Le Monde newspaper reported on Wednesday that Durov had met Macron on several occasions prior to receiving French nationality in 2021, via a special procedure reserved for those deemed to have made a special contribution to France. Durov's lawyer David-Olivier Kaminski said it was "absurd" to suggest Durov could be implicated in any crime committed on the app, adding: "Telegram complies in all respects with European rules concerning digital technology." In Moscow, Kremlin spokesman Dmitry Peskov warned France against turning the case into "political persecution", emphasizing he is a "Russian citizen" and "we will be watching what happens next.

" Among those also voicing support for Durov is fellow tech tycoon and chief executive of X, Elon Musk, who has posted comments under the hashtag #FreePavel. After the charges, Musk posted a meme on X of a surveillance camera attached to buildings inscribed with France's motto, "liberty, equality, fraternity." - Litany of charges - Durov was granted conditional release on a bail of five million euros and on the condition he must report to a police station twice a week as well as remaining in France, Paris prosecutor Laure Beccuau said in a statement.

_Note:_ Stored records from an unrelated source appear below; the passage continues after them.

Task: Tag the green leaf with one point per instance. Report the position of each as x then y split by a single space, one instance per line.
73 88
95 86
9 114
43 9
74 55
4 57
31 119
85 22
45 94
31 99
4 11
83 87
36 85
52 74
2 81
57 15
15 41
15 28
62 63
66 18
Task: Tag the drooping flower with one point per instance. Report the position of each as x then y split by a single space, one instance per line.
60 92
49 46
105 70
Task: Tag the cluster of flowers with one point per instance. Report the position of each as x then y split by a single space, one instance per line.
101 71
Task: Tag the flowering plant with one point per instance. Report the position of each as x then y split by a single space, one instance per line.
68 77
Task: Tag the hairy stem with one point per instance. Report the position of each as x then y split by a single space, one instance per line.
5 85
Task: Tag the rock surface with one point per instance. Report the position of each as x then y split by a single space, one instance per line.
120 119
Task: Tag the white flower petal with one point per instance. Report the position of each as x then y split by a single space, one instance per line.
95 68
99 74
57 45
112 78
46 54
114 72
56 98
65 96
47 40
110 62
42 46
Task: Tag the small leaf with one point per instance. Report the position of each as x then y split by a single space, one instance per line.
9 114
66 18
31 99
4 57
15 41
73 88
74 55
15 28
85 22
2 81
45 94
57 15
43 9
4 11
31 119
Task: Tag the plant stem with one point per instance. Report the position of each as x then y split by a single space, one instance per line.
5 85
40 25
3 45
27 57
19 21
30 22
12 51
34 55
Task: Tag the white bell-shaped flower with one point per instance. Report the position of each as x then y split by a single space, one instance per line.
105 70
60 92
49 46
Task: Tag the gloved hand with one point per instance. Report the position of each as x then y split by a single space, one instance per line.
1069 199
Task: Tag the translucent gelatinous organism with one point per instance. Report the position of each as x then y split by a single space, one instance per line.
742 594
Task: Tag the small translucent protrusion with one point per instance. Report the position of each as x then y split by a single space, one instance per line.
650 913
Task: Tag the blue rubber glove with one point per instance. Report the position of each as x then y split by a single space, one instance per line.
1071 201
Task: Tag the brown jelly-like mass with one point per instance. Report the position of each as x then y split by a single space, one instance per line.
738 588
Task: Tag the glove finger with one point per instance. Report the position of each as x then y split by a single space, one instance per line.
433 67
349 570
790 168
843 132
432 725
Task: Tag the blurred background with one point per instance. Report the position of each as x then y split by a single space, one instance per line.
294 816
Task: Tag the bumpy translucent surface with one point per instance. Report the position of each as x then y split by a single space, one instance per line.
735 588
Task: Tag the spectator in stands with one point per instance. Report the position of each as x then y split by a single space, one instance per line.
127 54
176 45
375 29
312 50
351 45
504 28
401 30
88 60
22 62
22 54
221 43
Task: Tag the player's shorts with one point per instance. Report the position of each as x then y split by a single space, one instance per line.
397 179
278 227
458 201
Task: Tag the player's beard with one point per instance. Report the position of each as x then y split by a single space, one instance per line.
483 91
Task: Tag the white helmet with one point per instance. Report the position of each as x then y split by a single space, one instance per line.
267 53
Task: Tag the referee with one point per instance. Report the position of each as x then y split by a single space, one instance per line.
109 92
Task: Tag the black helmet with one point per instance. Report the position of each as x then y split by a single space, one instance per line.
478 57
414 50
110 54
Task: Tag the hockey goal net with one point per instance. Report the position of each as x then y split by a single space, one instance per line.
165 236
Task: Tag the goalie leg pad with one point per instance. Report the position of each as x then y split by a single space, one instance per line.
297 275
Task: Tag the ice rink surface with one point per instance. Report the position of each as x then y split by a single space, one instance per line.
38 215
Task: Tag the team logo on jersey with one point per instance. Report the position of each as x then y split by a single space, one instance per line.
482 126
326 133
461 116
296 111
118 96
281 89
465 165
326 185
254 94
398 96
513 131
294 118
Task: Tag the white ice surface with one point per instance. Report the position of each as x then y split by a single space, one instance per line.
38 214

The charges concern alleged crimes involving an organized group, including "complicity in the administration of an online platform to enable an illicit transaction". This charge alone could see him jailed for up to 10 years and fined 500,000 euros if convicted. Durov has also been charged with refusing to share documents demanded by authorities as well as "dissemination in an organized group of images of minors in child pornography" as well as drug trafficking, fraud and money laundering.

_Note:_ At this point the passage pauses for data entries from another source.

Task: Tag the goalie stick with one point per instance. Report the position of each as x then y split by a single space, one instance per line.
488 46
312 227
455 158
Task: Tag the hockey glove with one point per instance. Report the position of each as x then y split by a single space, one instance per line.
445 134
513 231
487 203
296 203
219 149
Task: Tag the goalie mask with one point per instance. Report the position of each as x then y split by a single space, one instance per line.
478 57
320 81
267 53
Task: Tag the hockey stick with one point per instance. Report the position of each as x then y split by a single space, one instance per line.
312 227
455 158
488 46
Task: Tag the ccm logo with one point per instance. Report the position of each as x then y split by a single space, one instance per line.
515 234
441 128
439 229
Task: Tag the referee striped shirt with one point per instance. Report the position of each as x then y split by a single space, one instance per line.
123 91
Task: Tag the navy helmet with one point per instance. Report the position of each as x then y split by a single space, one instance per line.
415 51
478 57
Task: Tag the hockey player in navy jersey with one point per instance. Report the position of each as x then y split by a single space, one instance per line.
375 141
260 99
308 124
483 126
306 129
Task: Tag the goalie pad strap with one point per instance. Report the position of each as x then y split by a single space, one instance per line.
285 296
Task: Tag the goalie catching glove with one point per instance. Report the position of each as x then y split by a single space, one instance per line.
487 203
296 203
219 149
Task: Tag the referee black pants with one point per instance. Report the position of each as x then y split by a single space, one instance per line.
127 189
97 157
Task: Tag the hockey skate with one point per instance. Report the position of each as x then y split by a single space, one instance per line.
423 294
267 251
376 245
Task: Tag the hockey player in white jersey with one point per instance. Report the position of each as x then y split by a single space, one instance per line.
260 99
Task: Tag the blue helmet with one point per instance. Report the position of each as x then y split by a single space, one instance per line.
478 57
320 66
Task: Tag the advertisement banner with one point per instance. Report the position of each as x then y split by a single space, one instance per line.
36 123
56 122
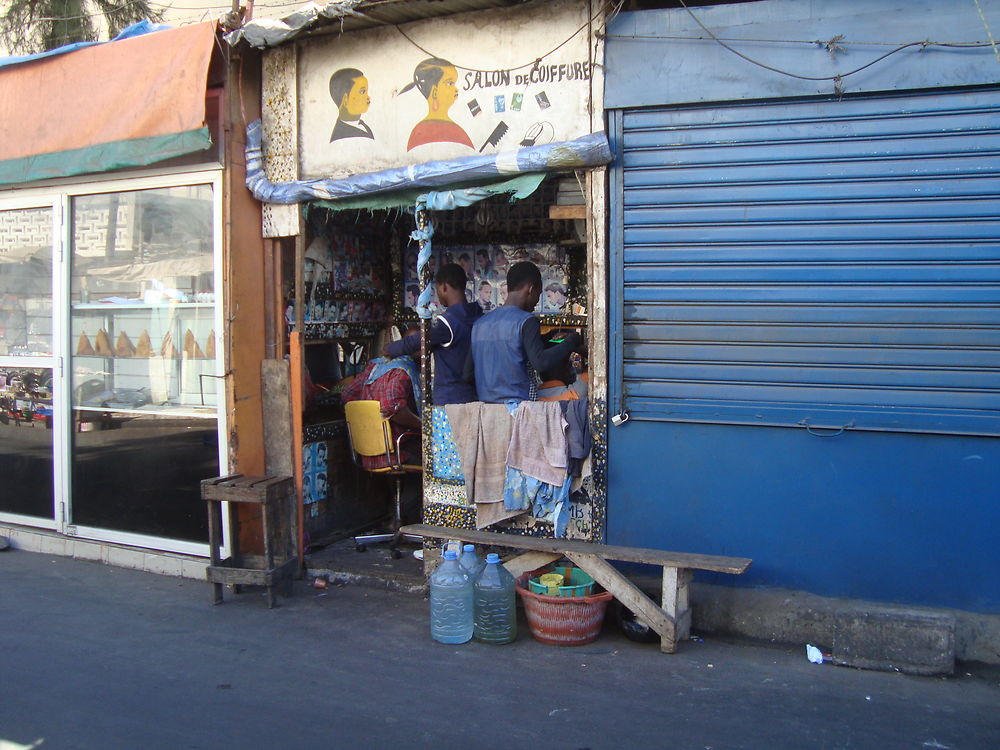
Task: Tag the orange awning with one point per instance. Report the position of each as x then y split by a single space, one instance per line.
134 101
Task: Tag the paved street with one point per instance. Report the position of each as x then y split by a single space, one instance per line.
99 657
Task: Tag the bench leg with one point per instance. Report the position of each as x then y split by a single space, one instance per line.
630 595
675 603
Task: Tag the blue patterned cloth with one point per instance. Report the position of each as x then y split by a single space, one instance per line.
445 462
548 502
404 363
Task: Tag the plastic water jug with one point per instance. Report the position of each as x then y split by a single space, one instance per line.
451 602
495 604
471 563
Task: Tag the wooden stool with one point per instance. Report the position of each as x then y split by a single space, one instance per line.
276 496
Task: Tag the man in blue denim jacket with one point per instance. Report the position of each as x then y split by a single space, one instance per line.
449 338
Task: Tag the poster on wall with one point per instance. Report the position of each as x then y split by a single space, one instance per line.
480 83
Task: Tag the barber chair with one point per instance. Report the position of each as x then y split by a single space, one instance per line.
370 435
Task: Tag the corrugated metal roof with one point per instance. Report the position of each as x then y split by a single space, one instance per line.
351 15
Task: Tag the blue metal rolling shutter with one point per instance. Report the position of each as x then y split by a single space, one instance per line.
818 263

The next step will be for the case to be sent to trial. Separately, Durov is also being investigated on suspicion of "serious acts of violence" towards one of his children while he and the boy's mother were in Paris, a source said. She filed a criminal complaint against Durov in Switzerland last year.

The tech mogul founded Telegram as he was in the process of quitting his native Russia a decade ago following a dispute with authorities related to ownership of his first project, the Russian-language social network VKontakte. An enigmatic figure who rarely speaks in public, Durov is a citizen of Russia, France and the United Arab Emirates, where Telegram is based. Forbes magazine estimates his current fortune at $15.

5 billion, though he proudly promotes the virtues of an ascetic life that includes ice baths and not drinking alcohol or coffee. A source close to the case, who asked not to be named, told AFP on Thursday that after his arrest Durov asked that French telecoms tycoon Xavier Niel, chairman and founder of the Iliad mobile operator, be informed of his arrest. Niel is seen as being close to Macron.

Contacted by AFP, Niel's entourage declined to comment. A UAE government official said it "prioritizes the welfare of its citizens" and was "in touch with the French authorities about this case.".